During my Martial Arts and SEAL training, I learned just how powerful mastery of the breath could be. The ability to control my breathing during intense moments proved invaluable later during the chaos of combat.
I believe that the breath control strategy I developed over the years had tangible effects in my life and aided my success as both a special operative and a business leader. It is now the first thing I teach to aspiring Navy SEAL candidates at SEALFIT.
How to Incorporate Breath Exercises Into Your Life
The next time you find yourself thinking negatively, stressed, angry or anxious, I want you to step back from the situation and pay careful attention to your breathing patterns. For the vast majority of people there is an inverse correlation between stress levels and breathing patterns, in that, the less control you have, the quicker and shallower your breathing will become.
Today, it’s likely that you use just a small portion of your potential lung capacity with each breath. The average adult takes fourteen to fifteen breaths per minute and utilizes only one-third of their lung capacity with each breath, which leads to increased blood pressure and carbon dioxide buildup. In comparison, myself and other soldiers, who have been trained in breathing control, take four to five breaths a minute.
Mastering breath control will not happen overnight. Training on improving your breathing should be done daily and it is best done by building it into your morning or nighttime routine to ensure it becomes a habit. This training should be done through practicing specific breathing exercises that focus on powerful and complete inhale and exhale cycles.
It is paramount to understand that breath function works within two levels of our bodies: strengthening our physical self and charging and balancing our energy force, both of these lead to better health. I’d like to discuss 7 tangible benefits you will see if you focus on breathing properly and incorporate breathing exercises into your day-to-day life.
When you undergo physical pain or stressful situations, your body instinctively reacts in accordance with its fight-or-flight mechanism and your adrenal glands release the stress hormone, Cortisol, which leads to increased heartbeat, muscles constriction, eye dilation, an increase in breath rate and a decrease in breath duration.
Medical professionals are unanimous in the assertion that elevated cortisol levels pose a serious threat to our health. Breathing exercises can help to reverse or mitigate the body’s natural reaction to stressful situations, markedly decreasing the rate at which cortisol is released into your system.
Nervous System and Heart Balance
The brain, spinal cord, and nerves receive increased oxygenation and are more nourished. This improves the health of the whole body, since the nervous system communicates to all parts of the body. Breathing exercises reduce the workload on the heart by making the lungs more efficient and by inputting greater pressure differentials and increasing circulation.
Deep and slow breaths increase the flow of oxygen traveling through your bloodstream. As a result, more oxygen molecules attach to hemoglobin in your red blood cells. This, in turn, aids your body in the metabolizing of nutrients and vitamins.
Usually, when people breathe they practice ‘quick breaths’ which only utilize less than 50% of their lung capacity. That is 50% of the life force that you have just left unused. By not fully exhaling or breathing in, there is toxic residue left in the lungs.

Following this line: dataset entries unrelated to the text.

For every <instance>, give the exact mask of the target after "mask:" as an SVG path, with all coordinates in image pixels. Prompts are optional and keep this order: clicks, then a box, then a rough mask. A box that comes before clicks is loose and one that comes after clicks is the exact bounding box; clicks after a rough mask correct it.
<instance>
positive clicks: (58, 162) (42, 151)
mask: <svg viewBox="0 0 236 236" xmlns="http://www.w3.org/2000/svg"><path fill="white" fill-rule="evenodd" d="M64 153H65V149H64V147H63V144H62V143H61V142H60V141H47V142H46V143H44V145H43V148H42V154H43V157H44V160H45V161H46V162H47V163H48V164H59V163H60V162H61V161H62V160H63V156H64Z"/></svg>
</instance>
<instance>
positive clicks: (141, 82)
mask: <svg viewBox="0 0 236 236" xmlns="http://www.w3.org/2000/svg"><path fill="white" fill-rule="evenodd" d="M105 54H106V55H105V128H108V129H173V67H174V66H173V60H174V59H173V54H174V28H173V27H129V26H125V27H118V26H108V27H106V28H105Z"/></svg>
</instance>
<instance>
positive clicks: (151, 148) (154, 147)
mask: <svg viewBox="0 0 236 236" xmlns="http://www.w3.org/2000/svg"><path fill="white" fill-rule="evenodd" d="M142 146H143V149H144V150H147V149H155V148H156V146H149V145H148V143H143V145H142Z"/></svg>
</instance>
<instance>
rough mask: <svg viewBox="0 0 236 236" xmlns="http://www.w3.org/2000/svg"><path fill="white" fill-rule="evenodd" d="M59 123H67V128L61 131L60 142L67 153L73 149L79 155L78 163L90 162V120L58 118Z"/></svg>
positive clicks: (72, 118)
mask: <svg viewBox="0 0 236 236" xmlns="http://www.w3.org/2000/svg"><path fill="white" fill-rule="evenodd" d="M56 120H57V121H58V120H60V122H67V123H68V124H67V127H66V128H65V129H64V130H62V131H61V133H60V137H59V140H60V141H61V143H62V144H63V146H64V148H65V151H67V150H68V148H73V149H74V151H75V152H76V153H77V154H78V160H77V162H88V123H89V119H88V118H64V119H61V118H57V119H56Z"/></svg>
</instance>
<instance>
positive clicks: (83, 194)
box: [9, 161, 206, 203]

Over time, this toxicity will build up and deplete your energy. With this in mind, it makes sense that breathing accounts for an estimated 70% of the way the body releases toxins. Improper or ineffective breathing rids your body of less toxins and forces the various systems in your body to work on overdrive to compensate.

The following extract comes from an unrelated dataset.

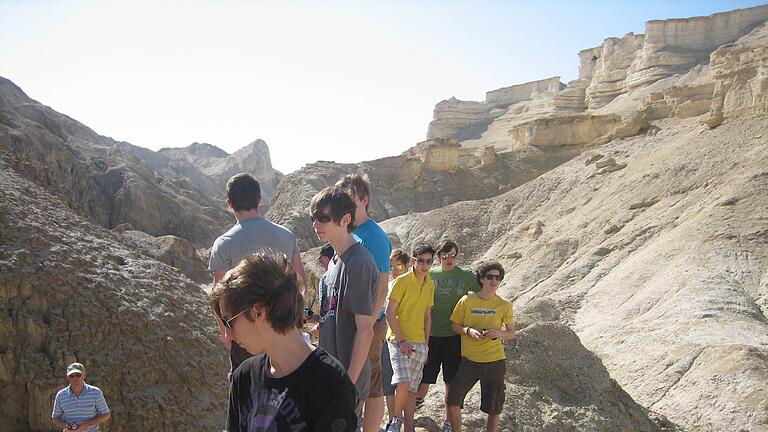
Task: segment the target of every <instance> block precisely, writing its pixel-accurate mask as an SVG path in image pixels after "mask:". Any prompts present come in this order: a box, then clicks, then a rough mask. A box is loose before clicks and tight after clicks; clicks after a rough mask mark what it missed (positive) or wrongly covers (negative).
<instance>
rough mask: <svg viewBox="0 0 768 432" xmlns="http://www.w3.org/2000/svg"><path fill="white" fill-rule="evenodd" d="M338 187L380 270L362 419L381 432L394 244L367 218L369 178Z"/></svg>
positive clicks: (348, 182)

By focusing on improving our breathing, we can elevate our energy and physical body for optimal health. Breathing brings vital life force into our energy body, helping to fuel it which in turn helps maintain the health of our physical body, immune system and electrical system.
When you breathe properly, your muscles relax and much of the physical tension they hold is released. When tension is released, the blood vessels dilate and blood pressure is able to return to normal levels. The extra oxygen that pours into the cells increases the functionality of the body’s various systems. This leads to lower blood pressure.
Further, when you exhale air from your body, you release carbon dioxide that has been passed through from your bloodstream into your lungs. Carbon dioxide is a natural waste of your body’s metabolism.
Increased oxygen flow to the brain allows it to function at its optimal levels, which in turn aids decision making and ability to focus on tasks. Studies have shown that breathing exercises have beneficial impacts on the brain’s state of awareness – increasing retention and concentration.
Deep breathing triggers the release of pleasure-inducing neurochemicals in the brain, simultaneously improving feelings of well-being while also providing pain-relief. A relaxed body and mind can help bring clarity and insights into your thinking and result in better decision-making.
A Healthy Pattern
Establishing healthy patterns and rhythms to our daily lives is important for creating a sense of balance and harmony. Oftentimes, healthy decisions lead to further healthy decisions. It takes repetition for habits to become ingrained and natural and healthy breathing serves as a time and reminder to focus on all of the beneficial habits you wish to form.
Life is messy and while we won’t ever be able to avoid stress, breathing properly helps us deal with it in a healthier and more productive way.
The benefits of breathing are hard to convey on paper. I ask you to challenge yourself and try breathing exercises every day for 30 days. I suggest starting with box breathing, you can find more information on this practice here. I guarantee that through this breathing practice it will change your life.